Seal William H. McCraven, a retired U.S. Navy Admiral SEAL, says in a commencement speech, “If you make your bed every morning you will have accomplished the first task of the day. It will give you a small sense of pride, and it will encourage you to do another task and another and another.”
This speech was about changing the world, but using the mundane action of making your bed inspires others to start small, since sometimes a paramount goal can be hard to imagine when everyday life seems difficult to accomplish.
Beyond just making your bed, organization in general is essential to a productive day. A clean space is a solid motivator to get tasks done. “Organization” does not mean shoving clutter in random drawers or stuffing clothes under the bed. It means sorting through the clutter, getting rid of useless items, and finding designated spots for all belongings. That way, everything is easy to locate, giving you less to worry about when the time for productivity comes.

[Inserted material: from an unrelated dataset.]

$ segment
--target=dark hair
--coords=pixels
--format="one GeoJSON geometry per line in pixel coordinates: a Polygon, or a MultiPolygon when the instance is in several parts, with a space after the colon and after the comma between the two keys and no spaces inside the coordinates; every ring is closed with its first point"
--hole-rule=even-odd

After everything around you is clean, focus on yourself. Look at your own state of mind and the condition of your body. Take a bath. Relax for a little while, push aside an hour for self care so you can emerge rejuvenated to finish your day fruitfully. Play some music, do a face mask, pick out an outfit that makes you feel confident. Even if you don’t want to take an entire hour for yourself, at least shower so that you feel your best in order to do your best.
On the topic of the self, after your day winds down, it is important to reflect on the positives and negatives of the day. If that means journaling, then write. If that means sitting in silence, close your eyes and meditate, pray, or just think. If that means planning for the next day, make a to-do list of what needs to be completed.
Regardless, find what needs to change, and remember that for the future. Find what has benefitted you during your day, and be sure to repeat it. Reflection is subjective, and not every method works for every person. Figuring out what works best for you uniquely is how you succeed and make your lifestyle extraordinary.
Daily life doesn’t have to be all work because, for obvious reasons, that would cause major stress. I asked some friends what self-help methods they use in times of stress and anxiety.
Sophomore Ava Pisauro said she likes to play guitar. She went on to explain that activities that distract the mind without forcing active deliberation can help to calm racing thoughts after a taxing day.
Playing the guitar, free writing, physical activity, art and many more activities don’t require the same stressors that writing emails, doing homework, or interacting with others require. The former of the mentioned pastimes require more pleasant, serene manners of thinking.
As explained, these lifestyle suggestions are completely subjective, and not all of them will work for each and every person. The moral of the self-help conversation is that every single human needs to take care of themselves, and these are just a few manageable suggestions to brighten your mood and ability to be productive.